A good trick for busy mamas:
By the time it had finished cooking and was ready to jar, it was late, all I wanted to do was go to bed. And anyway I hadn’t made it to the hardware store to get the smaller jars. So I let it sit overnight (also gave me the opportunity to see how gelled it had really gotten) then the next day reheated it and poured into my sterilized jars.
Bad trick: letting it burn a teeny bit while reheating. It doesn’t really need to reach a boil. It sterilized last night, and if you covered it, should still be sterile, besides it’s packed with sugar, I doubt this stuff is capable of supporting mold. So don’t overdo it whilst simultaneously eating lunch, oblivious to stirring, as some people might have done. That said, the little bit of burny didn’t make a bad flavor at all.
So, now that you have jar upon jar of marmalade, dear girl, what do you intend to do with it?
For starters I’ve discovered I like marmalade way better than milder fruit jams. I was never a huge jam fan. It’s fun to make (quite easy to make too much, in fact) and I do enjoy stirring it into yogurt, and the occasional PB&J. But I’ve always found jam to be either too sweet or too bland. Wasn’t till I tried my homemade marmalade that I realized fruit you would eat out of hand just doesn’t have enough flavor to carry the sugar it takes to make jam as sweet as I want it to be. But take something like orange peels, add a ton of sugar and you get something with real gusto! Wowza. Zing-orama!

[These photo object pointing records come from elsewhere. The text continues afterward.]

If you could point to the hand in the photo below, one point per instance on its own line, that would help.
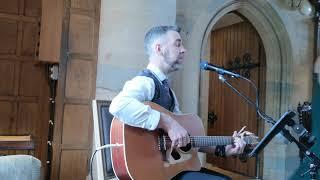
(239, 144)
(178, 135)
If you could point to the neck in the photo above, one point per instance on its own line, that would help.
(157, 61)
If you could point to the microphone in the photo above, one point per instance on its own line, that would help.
(204, 65)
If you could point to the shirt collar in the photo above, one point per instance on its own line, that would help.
(156, 71)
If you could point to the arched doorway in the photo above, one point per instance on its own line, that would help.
(279, 65)
(236, 46)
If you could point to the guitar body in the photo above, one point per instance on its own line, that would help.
(140, 158)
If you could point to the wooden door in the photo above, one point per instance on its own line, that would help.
(24, 92)
(234, 47)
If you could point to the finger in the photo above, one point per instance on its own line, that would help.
(242, 129)
(174, 143)
(234, 134)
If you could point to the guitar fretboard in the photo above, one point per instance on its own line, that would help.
(203, 141)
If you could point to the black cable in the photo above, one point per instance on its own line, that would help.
(91, 162)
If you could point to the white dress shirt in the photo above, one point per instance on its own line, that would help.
(128, 105)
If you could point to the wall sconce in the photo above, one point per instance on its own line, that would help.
(304, 6)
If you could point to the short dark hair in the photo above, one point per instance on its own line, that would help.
(156, 32)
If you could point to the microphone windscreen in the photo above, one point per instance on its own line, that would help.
(203, 65)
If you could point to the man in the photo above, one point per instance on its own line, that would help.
(163, 44)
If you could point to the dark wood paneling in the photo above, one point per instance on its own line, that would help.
(11, 7)
(7, 120)
(74, 165)
(8, 36)
(76, 90)
(30, 39)
(24, 91)
(7, 70)
(79, 79)
(231, 110)
(76, 119)
(32, 8)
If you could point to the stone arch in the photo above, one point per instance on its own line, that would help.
(277, 46)
(278, 49)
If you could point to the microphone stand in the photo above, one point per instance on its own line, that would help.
(314, 165)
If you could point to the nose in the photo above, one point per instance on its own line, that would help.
(183, 50)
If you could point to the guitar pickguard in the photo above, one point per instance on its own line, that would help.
(172, 158)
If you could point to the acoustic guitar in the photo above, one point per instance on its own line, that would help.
(147, 155)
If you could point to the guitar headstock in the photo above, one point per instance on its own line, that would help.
(251, 140)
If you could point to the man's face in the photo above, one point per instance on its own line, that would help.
(173, 51)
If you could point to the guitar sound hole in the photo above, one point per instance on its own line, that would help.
(175, 155)
(187, 148)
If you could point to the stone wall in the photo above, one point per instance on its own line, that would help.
(288, 39)
(122, 29)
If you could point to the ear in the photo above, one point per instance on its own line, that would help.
(158, 49)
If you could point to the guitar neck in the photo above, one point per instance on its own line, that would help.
(204, 141)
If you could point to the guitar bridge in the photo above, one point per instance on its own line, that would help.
(162, 145)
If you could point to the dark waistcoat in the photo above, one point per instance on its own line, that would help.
(163, 95)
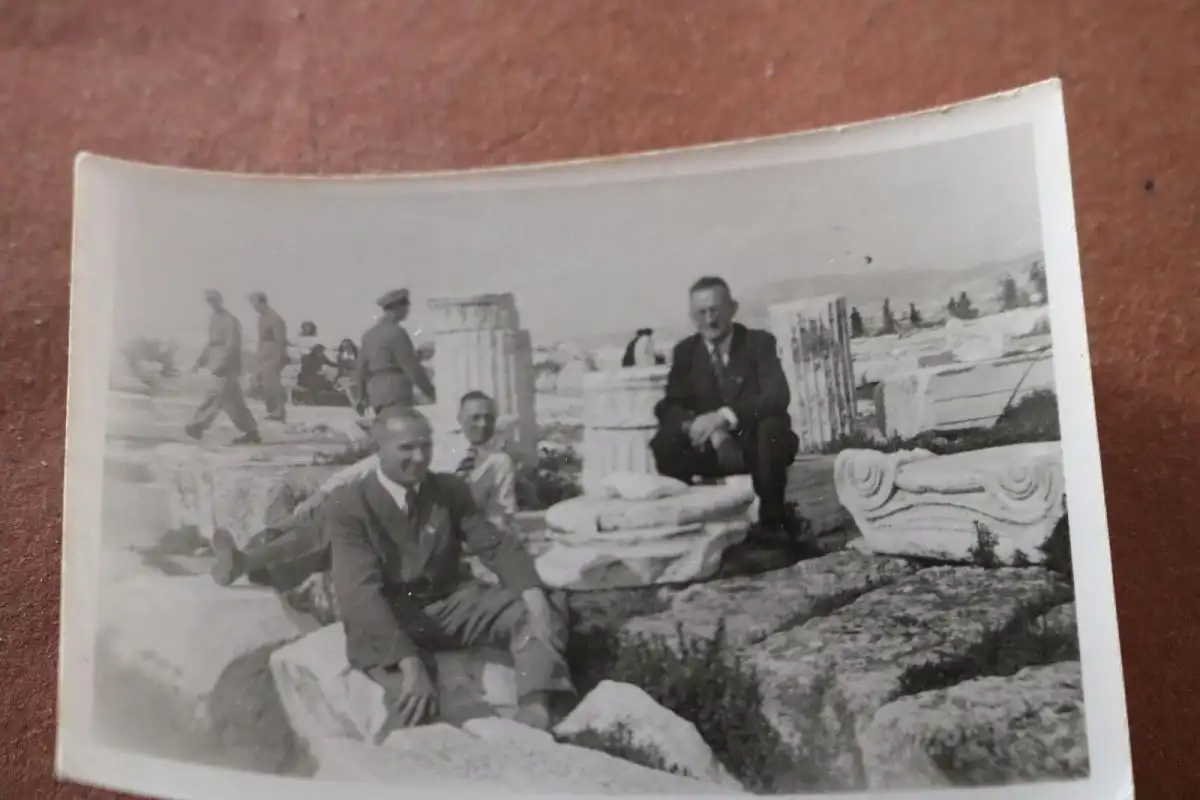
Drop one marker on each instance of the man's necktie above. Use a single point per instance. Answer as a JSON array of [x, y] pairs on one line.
[[467, 465], [411, 504], [719, 370]]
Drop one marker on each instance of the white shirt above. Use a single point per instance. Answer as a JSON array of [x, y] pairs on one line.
[[721, 350], [492, 480], [397, 492]]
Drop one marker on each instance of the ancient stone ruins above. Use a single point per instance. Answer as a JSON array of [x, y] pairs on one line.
[[934, 643]]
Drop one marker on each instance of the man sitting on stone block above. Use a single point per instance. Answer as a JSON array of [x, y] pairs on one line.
[[397, 539], [725, 410], [294, 548]]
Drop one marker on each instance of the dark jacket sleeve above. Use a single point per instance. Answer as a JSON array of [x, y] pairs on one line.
[[373, 632], [678, 404], [497, 547], [771, 396]]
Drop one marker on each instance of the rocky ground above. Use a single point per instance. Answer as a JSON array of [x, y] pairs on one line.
[[847, 671]]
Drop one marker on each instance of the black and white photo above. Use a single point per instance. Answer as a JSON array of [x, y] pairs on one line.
[[756, 468]]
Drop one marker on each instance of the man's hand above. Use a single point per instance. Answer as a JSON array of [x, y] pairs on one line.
[[705, 426], [544, 623], [409, 695]]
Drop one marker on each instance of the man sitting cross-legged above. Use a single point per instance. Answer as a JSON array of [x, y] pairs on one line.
[[725, 409], [294, 548], [397, 539]]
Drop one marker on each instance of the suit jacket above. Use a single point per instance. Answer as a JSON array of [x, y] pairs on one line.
[[273, 340], [759, 388], [388, 566], [222, 354], [389, 367]]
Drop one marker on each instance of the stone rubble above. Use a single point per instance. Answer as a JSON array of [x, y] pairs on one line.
[[181, 633], [989, 731], [324, 698], [825, 680], [755, 607], [501, 755], [615, 707]]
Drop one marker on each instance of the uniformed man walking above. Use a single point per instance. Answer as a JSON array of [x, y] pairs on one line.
[[273, 356], [388, 366], [222, 358]]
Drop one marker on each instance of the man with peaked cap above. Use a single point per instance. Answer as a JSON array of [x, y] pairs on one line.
[[389, 366], [271, 358], [222, 358]]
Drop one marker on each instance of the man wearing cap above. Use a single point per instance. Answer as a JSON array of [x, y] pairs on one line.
[[273, 356], [388, 366], [222, 358]]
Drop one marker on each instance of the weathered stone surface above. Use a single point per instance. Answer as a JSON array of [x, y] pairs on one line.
[[755, 607], [239, 491], [481, 347], [813, 336], [498, 755], [615, 708], [591, 513], [619, 559], [990, 731], [999, 504], [959, 396], [825, 680], [619, 422], [181, 633], [324, 698], [811, 487]]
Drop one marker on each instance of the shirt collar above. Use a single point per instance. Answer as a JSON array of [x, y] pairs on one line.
[[397, 492], [721, 347]]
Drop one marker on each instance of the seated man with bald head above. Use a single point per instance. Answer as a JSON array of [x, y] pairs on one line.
[[394, 533], [726, 409], [397, 537]]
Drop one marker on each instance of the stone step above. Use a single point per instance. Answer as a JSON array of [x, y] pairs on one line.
[[499, 755], [823, 681], [756, 607], [983, 732]]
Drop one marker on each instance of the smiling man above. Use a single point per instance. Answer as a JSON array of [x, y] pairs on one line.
[[397, 537], [293, 548], [725, 410]]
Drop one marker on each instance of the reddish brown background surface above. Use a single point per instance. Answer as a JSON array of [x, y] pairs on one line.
[[354, 85]]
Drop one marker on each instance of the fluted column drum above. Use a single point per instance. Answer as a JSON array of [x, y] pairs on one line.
[[480, 347], [814, 346], [618, 422]]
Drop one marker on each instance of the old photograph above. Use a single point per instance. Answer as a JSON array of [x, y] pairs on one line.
[[756, 468]]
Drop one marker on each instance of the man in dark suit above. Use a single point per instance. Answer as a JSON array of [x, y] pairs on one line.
[[388, 365], [725, 410], [397, 539]]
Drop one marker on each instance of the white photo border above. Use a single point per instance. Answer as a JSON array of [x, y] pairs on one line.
[[93, 272]]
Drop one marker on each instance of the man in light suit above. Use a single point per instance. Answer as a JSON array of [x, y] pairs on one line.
[[388, 367], [222, 358], [271, 356], [294, 548]]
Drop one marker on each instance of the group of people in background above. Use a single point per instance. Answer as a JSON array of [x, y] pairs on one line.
[[382, 373]]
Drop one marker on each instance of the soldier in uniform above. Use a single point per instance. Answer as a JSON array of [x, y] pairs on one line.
[[388, 366], [222, 358], [273, 356]]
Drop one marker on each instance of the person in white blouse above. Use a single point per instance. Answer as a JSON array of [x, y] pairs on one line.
[[289, 551]]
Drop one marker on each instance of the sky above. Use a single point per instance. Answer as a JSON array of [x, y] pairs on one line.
[[582, 260]]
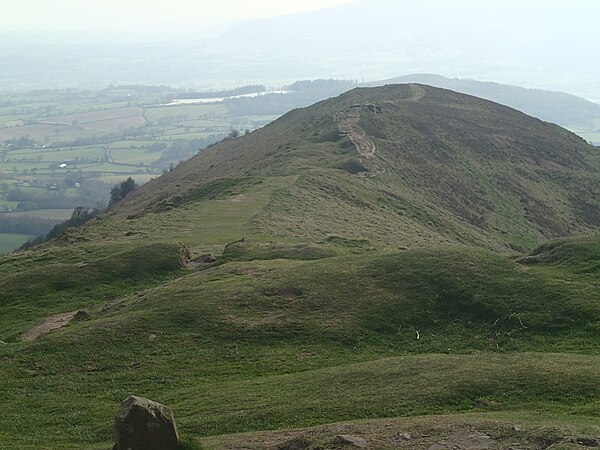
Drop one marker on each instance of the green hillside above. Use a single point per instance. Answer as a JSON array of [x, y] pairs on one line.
[[396, 260]]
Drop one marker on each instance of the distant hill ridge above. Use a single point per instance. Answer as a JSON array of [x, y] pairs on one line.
[[557, 107], [397, 165]]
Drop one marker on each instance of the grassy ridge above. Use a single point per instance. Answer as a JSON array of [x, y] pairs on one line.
[[287, 343], [352, 294]]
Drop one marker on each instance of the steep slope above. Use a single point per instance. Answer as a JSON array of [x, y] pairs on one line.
[[400, 165], [316, 317]]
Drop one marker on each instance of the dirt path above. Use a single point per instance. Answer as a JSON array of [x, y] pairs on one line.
[[49, 324], [348, 124], [418, 92]]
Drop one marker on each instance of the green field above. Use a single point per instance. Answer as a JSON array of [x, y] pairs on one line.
[[426, 268], [9, 241], [52, 141]]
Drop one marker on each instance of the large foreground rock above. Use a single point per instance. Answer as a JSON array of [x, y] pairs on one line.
[[142, 424]]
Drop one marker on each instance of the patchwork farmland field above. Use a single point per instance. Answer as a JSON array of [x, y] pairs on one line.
[[64, 149]]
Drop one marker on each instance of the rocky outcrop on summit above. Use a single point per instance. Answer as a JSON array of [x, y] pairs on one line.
[[142, 424]]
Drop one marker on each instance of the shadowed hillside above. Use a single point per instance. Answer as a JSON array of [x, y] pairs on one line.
[[401, 165], [383, 255]]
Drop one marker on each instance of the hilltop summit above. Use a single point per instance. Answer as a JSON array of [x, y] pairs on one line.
[[407, 165]]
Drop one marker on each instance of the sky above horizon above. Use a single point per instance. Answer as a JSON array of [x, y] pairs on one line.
[[141, 15]]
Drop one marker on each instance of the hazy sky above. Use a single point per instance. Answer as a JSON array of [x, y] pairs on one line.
[[141, 15]]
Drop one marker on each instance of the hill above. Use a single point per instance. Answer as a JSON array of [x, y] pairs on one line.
[[557, 107], [367, 296], [402, 165]]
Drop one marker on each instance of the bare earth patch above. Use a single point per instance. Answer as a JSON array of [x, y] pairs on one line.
[[49, 324]]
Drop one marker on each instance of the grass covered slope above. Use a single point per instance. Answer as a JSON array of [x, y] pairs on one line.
[[267, 344], [367, 268], [400, 165]]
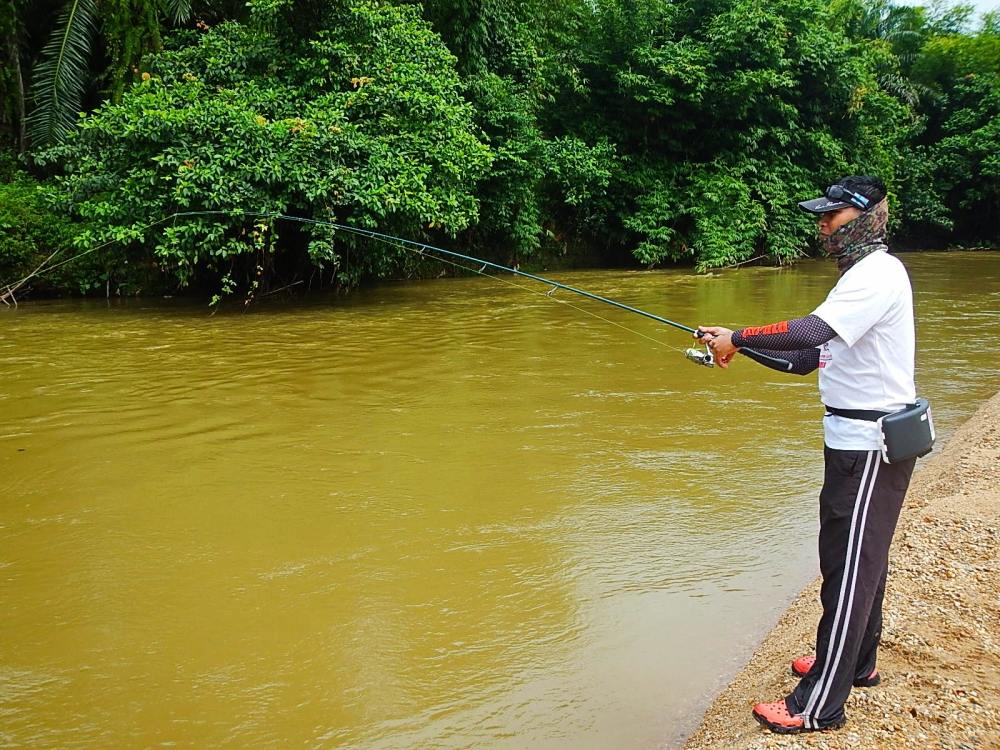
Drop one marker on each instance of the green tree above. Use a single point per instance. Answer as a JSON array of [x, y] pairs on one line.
[[358, 121]]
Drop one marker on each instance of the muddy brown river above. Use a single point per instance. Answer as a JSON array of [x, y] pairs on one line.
[[443, 514]]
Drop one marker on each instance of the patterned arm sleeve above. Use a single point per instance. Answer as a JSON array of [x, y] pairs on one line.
[[786, 336], [803, 361]]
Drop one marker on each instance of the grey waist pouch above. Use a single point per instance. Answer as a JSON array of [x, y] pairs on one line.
[[908, 433]]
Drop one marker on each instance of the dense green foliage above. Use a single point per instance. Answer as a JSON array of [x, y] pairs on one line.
[[669, 131]]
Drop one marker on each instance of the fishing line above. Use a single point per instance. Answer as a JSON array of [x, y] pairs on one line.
[[547, 295], [422, 249]]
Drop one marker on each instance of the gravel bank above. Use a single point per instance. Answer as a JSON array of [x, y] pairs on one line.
[[940, 654]]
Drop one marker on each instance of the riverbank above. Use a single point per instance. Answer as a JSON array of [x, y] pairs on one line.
[[940, 654]]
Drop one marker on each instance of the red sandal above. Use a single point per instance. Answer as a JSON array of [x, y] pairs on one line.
[[775, 716], [802, 665]]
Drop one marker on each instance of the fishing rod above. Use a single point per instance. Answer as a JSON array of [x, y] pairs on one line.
[[705, 358]]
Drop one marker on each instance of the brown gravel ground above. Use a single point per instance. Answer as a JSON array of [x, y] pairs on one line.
[[940, 654]]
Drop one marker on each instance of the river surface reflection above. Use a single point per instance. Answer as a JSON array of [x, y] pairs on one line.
[[445, 514]]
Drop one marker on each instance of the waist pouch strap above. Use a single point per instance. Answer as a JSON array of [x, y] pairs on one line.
[[867, 415]]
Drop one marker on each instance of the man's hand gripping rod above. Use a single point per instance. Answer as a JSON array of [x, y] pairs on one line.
[[707, 359]]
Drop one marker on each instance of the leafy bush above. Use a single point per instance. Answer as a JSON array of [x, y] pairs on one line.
[[359, 122], [31, 232]]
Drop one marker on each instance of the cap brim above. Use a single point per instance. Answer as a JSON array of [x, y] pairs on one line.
[[822, 205]]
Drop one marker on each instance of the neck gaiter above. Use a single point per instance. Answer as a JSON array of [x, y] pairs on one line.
[[858, 238]]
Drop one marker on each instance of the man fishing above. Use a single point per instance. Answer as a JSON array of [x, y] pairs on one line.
[[861, 340]]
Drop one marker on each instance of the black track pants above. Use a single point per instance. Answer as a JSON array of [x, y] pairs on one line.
[[858, 509]]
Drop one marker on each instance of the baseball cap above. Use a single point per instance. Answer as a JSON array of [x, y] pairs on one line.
[[859, 191]]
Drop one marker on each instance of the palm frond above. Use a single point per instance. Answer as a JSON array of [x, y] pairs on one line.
[[178, 10], [61, 74]]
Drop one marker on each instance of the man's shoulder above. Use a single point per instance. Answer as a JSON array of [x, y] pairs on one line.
[[879, 268]]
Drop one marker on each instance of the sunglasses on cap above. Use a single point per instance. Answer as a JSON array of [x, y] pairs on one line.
[[842, 194]]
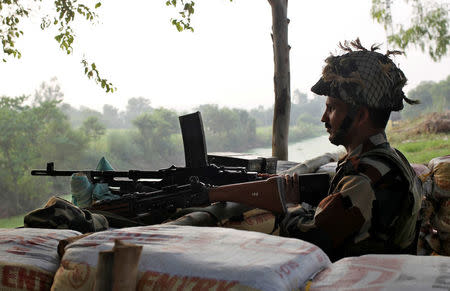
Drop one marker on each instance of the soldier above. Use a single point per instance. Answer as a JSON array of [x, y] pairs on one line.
[[374, 199]]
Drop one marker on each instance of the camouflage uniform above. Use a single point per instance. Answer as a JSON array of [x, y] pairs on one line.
[[370, 207], [374, 198]]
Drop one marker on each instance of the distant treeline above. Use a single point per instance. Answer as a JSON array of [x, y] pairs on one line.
[[42, 128]]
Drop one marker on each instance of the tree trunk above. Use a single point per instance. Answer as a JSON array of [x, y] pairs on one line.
[[282, 108]]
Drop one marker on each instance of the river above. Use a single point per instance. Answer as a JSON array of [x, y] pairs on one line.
[[303, 150]]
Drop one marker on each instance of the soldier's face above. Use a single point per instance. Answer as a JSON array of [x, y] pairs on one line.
[[334, 114]]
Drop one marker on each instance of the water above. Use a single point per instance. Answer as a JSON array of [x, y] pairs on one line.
[[303, 150]]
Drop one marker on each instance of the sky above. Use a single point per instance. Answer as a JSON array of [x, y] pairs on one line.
[[227, 60]]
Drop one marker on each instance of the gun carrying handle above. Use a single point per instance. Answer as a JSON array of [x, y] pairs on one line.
[[268, 194]]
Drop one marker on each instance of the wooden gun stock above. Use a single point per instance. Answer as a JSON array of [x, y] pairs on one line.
[[267, 194]]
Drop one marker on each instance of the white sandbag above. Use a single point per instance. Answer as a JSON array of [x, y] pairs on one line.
[[29, 258], [385, 272], [189, 258]]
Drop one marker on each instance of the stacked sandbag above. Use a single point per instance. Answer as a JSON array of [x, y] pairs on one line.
[[29, 258], [385, 272], [178, 257], [434, 236], [259, 220]]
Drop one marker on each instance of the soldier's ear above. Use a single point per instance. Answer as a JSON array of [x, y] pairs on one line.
[[363, 115]]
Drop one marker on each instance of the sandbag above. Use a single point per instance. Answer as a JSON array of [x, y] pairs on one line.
[[254, 220], [192, 258], [29, 258], [385, 272]]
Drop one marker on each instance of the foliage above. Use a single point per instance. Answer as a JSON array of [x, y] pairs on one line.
[[425, 148], [13, 12], [433, 97], [92, 128], [32, 135], [228, 129], [429, 27], [153, 141]]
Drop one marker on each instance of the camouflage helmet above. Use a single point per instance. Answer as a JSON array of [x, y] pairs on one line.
[[363, 77]]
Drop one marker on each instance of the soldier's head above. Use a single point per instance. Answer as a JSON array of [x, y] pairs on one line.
[[363, 87]]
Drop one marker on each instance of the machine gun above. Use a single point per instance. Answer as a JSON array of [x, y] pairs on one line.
[[265, 194], [270, 194], [123, 182]]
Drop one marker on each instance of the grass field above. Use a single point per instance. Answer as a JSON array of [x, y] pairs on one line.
[[415, 143], [418, 148]]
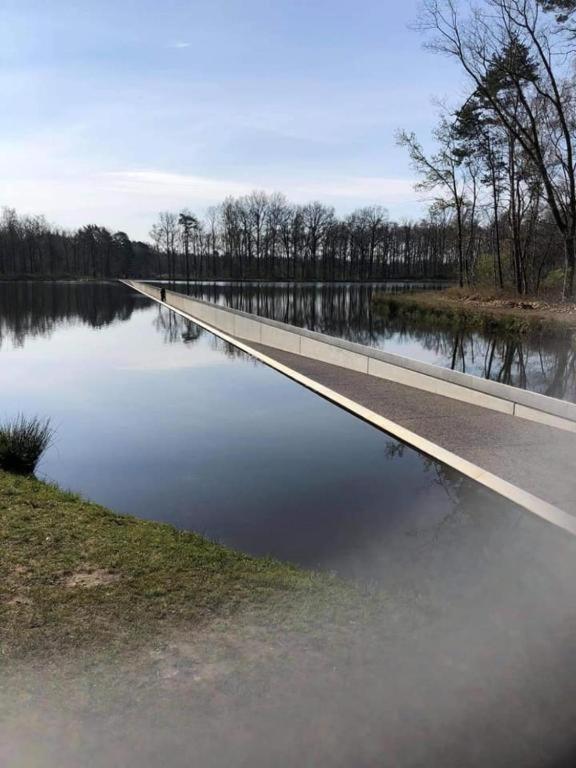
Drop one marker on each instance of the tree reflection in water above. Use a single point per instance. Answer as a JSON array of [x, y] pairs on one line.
[[31, 309], [534, 361]]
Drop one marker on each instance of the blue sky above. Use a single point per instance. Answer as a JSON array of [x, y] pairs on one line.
[[115, 110]]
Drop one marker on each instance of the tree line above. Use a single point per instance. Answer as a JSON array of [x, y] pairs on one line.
[[31, 247], [502, 177], [504, 165]]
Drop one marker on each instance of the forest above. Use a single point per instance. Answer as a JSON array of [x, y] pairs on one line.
[[500, 179]]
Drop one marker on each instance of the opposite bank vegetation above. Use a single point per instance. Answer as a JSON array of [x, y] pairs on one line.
[[77, 579], [479, 309]]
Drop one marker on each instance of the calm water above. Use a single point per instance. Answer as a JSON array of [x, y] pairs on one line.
[[159, 419], [530, 361]]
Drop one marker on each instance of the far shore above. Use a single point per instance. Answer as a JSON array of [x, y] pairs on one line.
[[482, 309]]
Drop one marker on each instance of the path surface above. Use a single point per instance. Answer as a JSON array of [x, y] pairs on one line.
[[537, 458]]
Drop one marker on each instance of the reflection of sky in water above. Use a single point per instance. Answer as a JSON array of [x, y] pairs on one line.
[[159, 419], [541, 364]]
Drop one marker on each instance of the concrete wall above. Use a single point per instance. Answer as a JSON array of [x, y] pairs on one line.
[[357, 357]]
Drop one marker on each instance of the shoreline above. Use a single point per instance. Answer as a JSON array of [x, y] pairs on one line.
[[79, 578], [481, 310]]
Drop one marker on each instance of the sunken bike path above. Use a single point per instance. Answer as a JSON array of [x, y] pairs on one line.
[[530, 463]]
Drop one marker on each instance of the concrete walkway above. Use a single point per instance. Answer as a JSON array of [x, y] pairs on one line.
[[537, 458], [519, 444]]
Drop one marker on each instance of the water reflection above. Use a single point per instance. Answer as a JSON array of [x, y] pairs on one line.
[[531, 361], [31, 309], [159, 419]]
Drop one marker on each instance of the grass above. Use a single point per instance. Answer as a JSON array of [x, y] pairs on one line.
[[22, 443], [479, 309], [76, 577]]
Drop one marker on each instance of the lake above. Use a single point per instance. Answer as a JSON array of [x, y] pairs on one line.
[[531, 361], [159, 419]]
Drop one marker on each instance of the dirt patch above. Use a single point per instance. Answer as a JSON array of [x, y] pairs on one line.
[[89, 579]]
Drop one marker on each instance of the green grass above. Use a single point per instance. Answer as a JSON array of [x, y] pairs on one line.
[[75, 577]]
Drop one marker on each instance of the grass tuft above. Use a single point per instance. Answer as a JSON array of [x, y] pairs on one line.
[[22, 443]]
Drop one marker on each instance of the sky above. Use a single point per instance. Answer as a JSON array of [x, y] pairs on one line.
[[118, 109]]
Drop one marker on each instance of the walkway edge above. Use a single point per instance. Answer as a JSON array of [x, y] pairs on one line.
[[528, 501]]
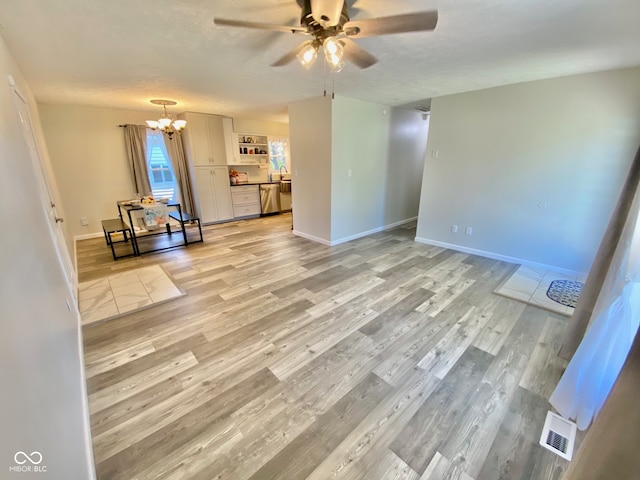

Saw on another blog in my marm research that one woman’s family called it Mama-lade, because she was the only one who would touch the stuff. I like that, and suspect it will be true in our household as well. It is a very unusual taste to an American taste bud. We do tend to scorn the bitter.
In addition to smearing it on homemade toasted wheat bread with butter, I think it’s going to rock for cooking with.
For starters, I followed Riana’s non-recipe for Moroccan Chocolate Tangerine Tart. I love how she cooks exactly like I do, and is therefore incapable of conveying a real recipe, because anyway you’d have to have on hand whatever weird concoction she pulls out of her freezer to substitute for whatever she doesn’t have on hand. It’s impossible to imitate truly resource based cooking.
I did her non-recipe justice by paying very little attention to any part of it, except the concept– bittersweet whole orange puree (I just used marmalade whizzed up in the food processor), thickened with egg, on a pastry crust, with chocolate on top. I made mine bars, cuz I don’t have even a pie dish here, let alone a tart dish. They are intriguing little numbers. Exotic. I added cinnamon to play up the Moroccan flavor, and vanilla. I wouldn’t say they’re my new fave, the bitterness of the marmalade is kind of overpowering in such quantity, but well worth making.
More than star attraction cooking, I’m thinking the marm will be a good ‘punch up the flavor by the spoonful’ addition to lots of yummie things. It’d go great in almost any dessert. How about marm replacing a few tablespoons of the sugar in a chocolate cake? Stirred into the filling of an apple pie? Marmalade ice cream? But savory things too often benefit from a little sweetness– spaghetti sauce? (I once knew a real slimeball who, after asking me if I was a dancer and reading my palm made me spaghetti by his grandmother’s “secret” recipe, which included a big spoonful of grape jelly… I was young.) How about stir fry? It’d be a fab glaze for any kind of meat or fish, I can hardly wait to try it on one of our lovingly brought from Cordova salmon fillets.
So many ideas, and plenty of marmalade to try them all! The neighbor just brought another bag of Satsumas, so I’ll be on to my fourth batch. I’ll figure this thing out yet!